「開館120周年記念 特別展覧会 国宝」展(京都国立博物館):仏画編 [美術展]

国宝展 京博.jpg
開館120周年記念 特別展覧会 国宝
2017年10月3日(火)~11月26日(日)
京都国立博物館 平成知新館

お気に入りとの再会と新しい出会いを楽しみにⅡ期とⅣ期の2回足を運びました。お祭りみたいなものだから混雑は想定内。これだけランダムに名品が並ぶと自分の好みがよーくわかります。やっぱり仏画の前で足がとまりました。

・釈迦金棺出現図(京都国立博物館)
涅槃に入られたお釈迦様がイエスキリストのようによみがえった場面を描いています。涅槃図といえばお釈迦様は横たわっているのでとても珍しい構図。周りに集まっている衆生もこころなしかビックリしているように見えました。その人物の何人かに小さく名前が書きこまれているのを単眼鏡で見つけて急に親近感。“〇〇さん、よかったね!”と一緒に喜びたくなりました。名前って大事ですね。

釈迦金棺出現図.jpg


釈迦如来像(赤釈迦)(京都・神護寺)
いならぶ仏画の中でも神秘度が極まっていて、博物館の中にも関わらず抑えようもない霊力を発散していました。すべて見透かすようなまなざしで、男性にも女性にもみえる高貴なお顔。近寄りがたく畏れ多く、美しいけれど美術品とはなりえない生きている仏画です。切れ長の目をよくよくみると黒目には赤い縁取り、白目の目尻には青が入っています。赤い衣に施された截金もめちゃくちゃ手が込んでいます。

千手観音像(東京国立博物館)
千手観音は多くの手をどう処理するかが難しいので、仏像も仏画もあまりグッときません。でもこの千手観音は多手を破綻なくまとめて、違和感がありません。東博の所蔵なのに今までその存在を知りませんでした。嬉しい出会いです。

・両界曼荼羅図(京都・教王護国寺)
東寺の暗くて狭い宝物館でみるのとは全く違ってみえました。華々しいステージでパワー全開、きらきらして鮮やかで圧倒されます。これが9世紀の作なんて信じられません。当時これだけのものを造る技術があったという事実に、そして21世紀の現代まで1200年もその威力を失わずに伝えられてきた事実に、ただただひれ伏すしかありません。解説によると中国製という説もあるそうです。そうかもしれないな、と腑に落ちました。

十二天像(京都国立博物館)
この京博の十二天像はあまり良さがわかりません(以前の記事)。平安時代後期の1127年に描かれ、東寺(教王護国寺)での儀式に使われていました。当時の貴族好みの濃厚な耽美主義的作風といわれていて、贅は尽しているけれど、退廃的で気持ちが悪いのです。この十二天像をみると、この後、貴族社会が崩壊していくのも予感できるような気がします。世紀末的というか末法の世というか、ひとつの時代が終わっていくのを象徴しているような仏画です。

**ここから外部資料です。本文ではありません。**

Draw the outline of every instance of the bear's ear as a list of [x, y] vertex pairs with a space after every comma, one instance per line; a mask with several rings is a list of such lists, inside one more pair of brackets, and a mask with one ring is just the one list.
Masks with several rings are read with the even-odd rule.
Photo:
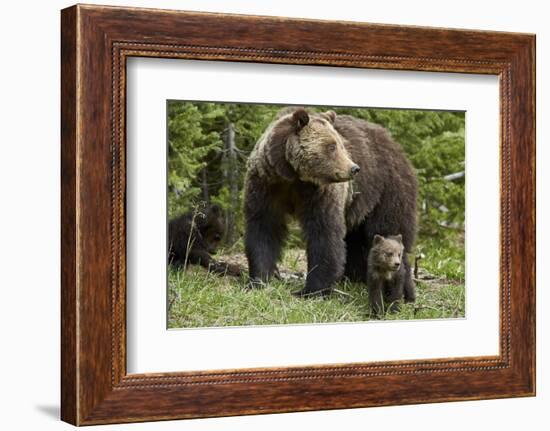
[[374, 235], [374, 241], [373, 243], [374, 244], [380, 244], [382, 242], [382, 240], [384, 239], [384, 237], [382, 235]]
[[336, 120], [336, 112], [334, 111], [323, 112], [321, 114], [321, 117], [323, 117], [329, 123], [334, 124], [334, 121]]
[[218, 204], [213, 204], [210, 206], [210, 209], [208, 210], [208, 215], [214, 216], [214, 217], [220, 217], [222, 215], [222, 209]]
[[309, 114], [304, 108], [298, 108], [292, 114], [292, 122], [294, 124], [294, 129], [299, 132], [309, 123]]

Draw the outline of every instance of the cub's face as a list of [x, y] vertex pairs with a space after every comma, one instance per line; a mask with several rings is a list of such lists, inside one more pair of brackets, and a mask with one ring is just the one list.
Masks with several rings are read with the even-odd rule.
[[398, 271], [403, 259], [403, 249], [401, 235], [388, 236], [386, 238], [381, 235], [375, 235], [371, 249], [373, 263], [385, 271]]
[[286, 159], [302, 181], [330, 184], [349, 181], [359, 166], [348, 154], [342, 136], [334, 129], [336, 114], [294, 113], [295, 132], [286, 143]]
[[201, 228], [201, 235], [206, 243], [208, 253], [215, 254], [224, 234], [224, 219], [221, 208], [213, 205], [206, 214], [206, 223]]
[[206, 241], [206, 248], [208, 253], [216, 254], [218, 247], [223, 236], [223, 229], [218, 229], [216, 227], [209, 226], [206, 230], [206, 233], [203, 235], [203, 238]]

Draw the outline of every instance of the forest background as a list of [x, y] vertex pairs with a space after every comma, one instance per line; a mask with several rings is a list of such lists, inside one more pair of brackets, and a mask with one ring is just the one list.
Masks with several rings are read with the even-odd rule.
[[[224, 211], [223, 260], [246, 267], [242, 254], [246, 161], [282, 107], [263, 104], [169, 100], [168, 218], [216, 203]], [[416, 304], [390, 319], [464, 316], [465, 113], [450, 111], [307, 107], [334, 110], [386, 127], [416, 169], [419, 232]], [[221, 258], [221, 257], [220, 257]], [[292, 224], [283, 269], [305, 271], [299, 226]], [[229, 277], [227, 277], [229, 278]], [[366, 289], [344, 282], [328, 301], [290, 295], [303, 280], [272, 283], [247, 292], [245, 280], [227, 280], [193, 268], [169, 269], [170, 327], [360, 321], [373, 318]], [[289, 286], [290, 284], [290, 286]], [[288, 293], [288, 294], [287, 294]], [[248, 294], [248, 295], [247, 295]], [[305, 303], [305, 304], [304, 304]]]

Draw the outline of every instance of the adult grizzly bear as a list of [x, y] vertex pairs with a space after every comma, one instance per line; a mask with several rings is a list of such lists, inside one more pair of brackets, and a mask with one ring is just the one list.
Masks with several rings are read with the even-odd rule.
[[[285, 108], [256, 143], [245, 184], [245, 248], [252, 284], [276, 270], [287, 219], [302, 225], [308, 275], [301, 295], [329, 293], [346, 275], [366, 281], [374, 235], [416, 236], [413, 167], [381, 126], [333, 111]], [[410, 273], [405, 254], [403, 265]], [[405, 298], [414, 300], [412, 278]]]

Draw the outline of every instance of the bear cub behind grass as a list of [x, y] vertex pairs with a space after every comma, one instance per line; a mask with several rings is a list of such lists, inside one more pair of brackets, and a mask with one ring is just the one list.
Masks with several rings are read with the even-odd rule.
[[224, 218], [218, 205], [182, 214], [168, 223], [168, 263], [200, 265], [217, 274], [239, 276], [237, 265], [212, 258], [224, 234]]
[[397, 311], [403, 297], [408, 302], [414, 300], [414, 282], [403, 265], [404, 249], [401, 235], [374, 236], [368, 257], [367, 286], [371, 309], [378, 315], [383, 314], [384, 303], [390, 311]]

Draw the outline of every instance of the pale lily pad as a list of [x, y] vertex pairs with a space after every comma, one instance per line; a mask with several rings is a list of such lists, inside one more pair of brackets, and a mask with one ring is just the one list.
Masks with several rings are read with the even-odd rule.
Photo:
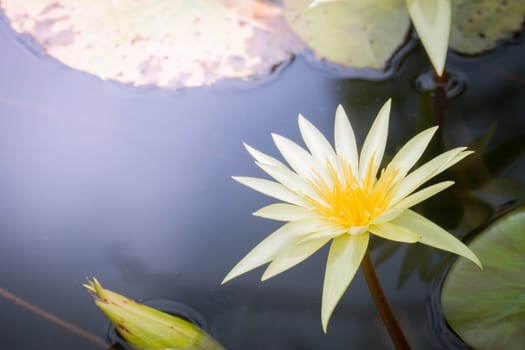
[[385, 68], [410, 28], [404, 0], [311, 3], [284, 0], [286, 20], [319, 58], [345, 66]]
[[464, 54], [493, 49], [524, 21], [523, 0], [452, 0], [450, 48]]
[[396, 0], [284, 2], [291, 27], [319, 57], [352, 67], [385, 66], [405, 37], [409, 22], [403, 12], [410, 13], [438, 74], [447, 48], [478, 54], [511, 38], [525, 22], [523, 0], [405, 0], [405, 6]]
[[452, 266], [441, 294], [446, 320], [475, 349], [523, 349], [525, 207], [496, 221], [469, 247], [483, 270], [463, 258]]
[[15, 31], [59, 61], [133, 85], [264, 76], [303, 48], [282, 8], [257, 0], [0, 0], [0, 6]]

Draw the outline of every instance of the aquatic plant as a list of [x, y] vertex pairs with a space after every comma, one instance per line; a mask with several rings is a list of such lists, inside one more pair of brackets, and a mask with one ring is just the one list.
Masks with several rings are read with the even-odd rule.
[[410, 209], [450, 187], [452, 181], [443, 181], [418, 190], [472, 152], [466, 147], [457, 147], [410, 171], [437, 130], [432, 127], [409, 140], [379, 171], [387, 142], [390, 104], [391, 101], [387, 101], [379, 111], [359, 156], [352, 126], [341, 106], [335, 116], [335, 149], [301, 115], [299, 129], [308, 150], [283, 136], [273, 135], [291, 169], [246, 145], [256, 164], [276, 181], [253, 177], [234, 179], [284, 202], [266, 206], [254, 215], [287, 223], [249, 252], [223, 283], [270, 263], [262, 276], [262, 280], [268, 279], [331, 242], [321, 307], [322, 327], [326, 332], [337, 303], [360, 265], [369, 286], [370, 281], [373, 282], [373, 294], [382, 294], [367, 253], [371, 234], [397, 242], [420, 242], [462, 255], [481, 267], [476, 255], [461, 241]]
[[[341, 0], [314, 0], [308, 6], [308, 9], [319, 6], [322, 3], [337, 1]], [[388, 8], [390, 6], [392, 4], [386, 4], [383, 7]], [[437, 74], [441, 76], [445, 69], [450, 35], [450, 0], [406, 0], [406, 6], [428, 57]]]
[[525, 207], [493, 222], [469, 243], [483, 272], [458, 259], [441, 291], [450, 327], [474, 349], [525, 344]]
[[448, 49], [479, 54], [519, 32], [522, 0], [285, 0], [293, 30], [320, 57], [384, 68], [414, 25], [438, 76]]
[[266, 1], [3, 0], [0, 10], [48, 55], [135, 86], [262, 78], [303, 47]]
[[197, 325], [102, 288], [93, 278], [84, 285], [95, 304], [130, 345], [139, 349], [221, 350]]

孔雀明王像(東京国立博物館)、十一面観音像(奈良国立博物館)
今回、出品された仏画13点のうち、国立博物館の所蔵するものが7点。明治の廃仏毀釈でお寺から放出され、国立博物館の所蔵となっている仏像や仏画は少なくありません。この2点の解説文にはその来歴が記されていました。孔雀明王像は「高野山→井上馨→原三渓→東博」、十一面観音像は「法起寺→井上馨→益田鈍翁→奈良博」と次々と所蔵者が変わっています。なんだか複雑な気持ちになりますね。お金で売買するようなものではないと思うけど、お寺を救ったのも事実だからなぁ。